- The Battle on Skates: Part of the Eighty Years' War
| Date | 1572 |
| Location | IJsselmeer, near Haarlem |
| Result | Dutch rebels victory |

Belligerents
- Dutch rebels · Geuzen: Spain

Commanders and leaders
- Geuzen: Alba

Strength
- Unknown: Unknown

Casualties and losses
- Low: Many hundreds dead

= Battle of IJsselmeer =

Part of the Eighty Years' War (1572)

The Battle of IJsselmeer, also known as the Battle on Skates, was a notable military engagement during which the Duke of Alva dispatched his son, Don Frederick, to seize control of the city of Haarlem. The city was mostly surrounded by water, with ships positioned nearby that had become frozen in with the icy conditions. Upon Don Frederick's arrival, he dispatched a contingent of soldiers to capture these stranded vessels.

However, as these soldiers approached the ships, they encountered a group of armed Dutch forces who were equipped with skates. In response to the Dutch soldiers' advance, they swiftly withdrew while bullets were exchanged between the two sides.
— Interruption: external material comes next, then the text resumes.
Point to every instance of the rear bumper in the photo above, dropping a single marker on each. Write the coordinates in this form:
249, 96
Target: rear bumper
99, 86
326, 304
The uneven icy terrain proved challenging for conventional foot movement, but the Dutch skaters effectively glided over the ice, avoiding harm, and fired bullets at their adversaries. They skillfully alternated between shooting and retreating, maintaining a tactical advantage.

The outcome of the battle was severe losses for the Spanish forces, resulting in hundreds of casualties. Upon receiving news of this setback, the Duke promptly issued an order for the procurement of seven thousand pairs of skates, presumably to equip his troops for similar icy encounters in the future.